Une étude collaborative introduit une nouvelle méthode de simulation des réactions nucléaires fondamentales à faible énergie dans les étoiles. En étudiant les résultats de ces réactions, les chercheurs ont développé un nouveau modèle prédictif qui améliore notre compréhension de la formation des éléments dans l’univers. De nouvelles recherches fournissent un moyen innovant de simuler la formation d’éléments dans les étoiles, améliorant ainsi notre compréhension des réactions nucléaires dans l’univers.
De nouvelles recherches menées par l'Université d'État de Caroline du Nord et l'Université d'État du Michigan ouvrent une nouvelle façon de modéliser les réactions nucléaires à faible énergie qui sont essentielles à la formation d'éléments à l'intérieur des étoiles. Cette recherche jette les bases des calculs sur la manière dont les nucléons interagissent lorsque les particules sont chargées.
Prédire la manière dont les noyaux atomiques (groupes de protons et de neutrons, collectivement appelés nucléons) se combinent pour former des noyaux de composés plus grands est une étape importante dans la compréhension de la formation des éléments des étoiles.
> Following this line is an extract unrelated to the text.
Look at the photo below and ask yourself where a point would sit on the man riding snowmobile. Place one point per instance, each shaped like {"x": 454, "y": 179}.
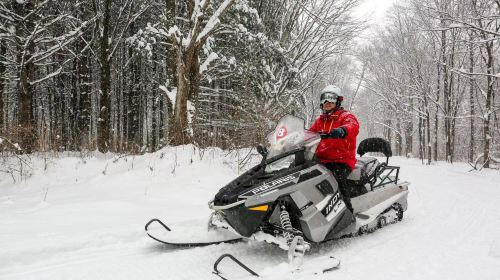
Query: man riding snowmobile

Les interactions nucléaires pertinentes étant difficiles à mesurer expérimentalement, les physiciens utilisent des réseaux numériques pour modéliser ces systèmes. Le réseau fini utilisé dans de telles simulations numériques est essentiellement une boîte imaginaire entourant un groupe de nucléons, que les physiciens peuvent utiliser pour calculer les propriétés des noyaux formés à partir de ces particules.
Des chercheurs de l’Université d’État de Caroline du Nord et de l’Université d’État du Michigan ont développé une nouvelle méthode de simulation des réactions nucléaires à basse énergie, essentielles à la compréhension de la formation des éléments dans les étoiles. Leur approche consiste à analyser les produits finaux de la réaction dans un réseau numérique pour en déduire les propriétés de la réaction. Cela a abouti à une nouvelle formule qui améliore les prédictions de ces réactions nucléaires, fournissant ainsi un aperçu de la manière dont les éléments sont synthétisés dans l’univers. Source : Sébastien Koenig
Défis de la simulation de réactions à faible énergie
Cependant, ces simulations manquaient jusqu’à présent de moyen de prédire les propriétés des réactions à faible énergie impliquant des amas chargés générés à partir de plusieurs protons. Ceci est important car ces réactions à faible énergie sont cruciales, par exemple, pour la formation d’éléments dans les étoiles.
Sebastian König, professeur adjoint de physique à l'Université d'État de Caroline du Nord et auteur correspondant de l'étude, a déclaré : « Alors que la « forte force nucléaire » maintient les protons et les neutrons ensemble dans le noyau, la répulsion électromagnétique entre les protons joue un rôle important dans la structure globale et la dynamique du noyau. Cette force est particulièrement forte aux énergies les plus basses, où se produisent de nombreux processus importants qui synthétisent les éléments qui composent le monde tel que nous le connaissons.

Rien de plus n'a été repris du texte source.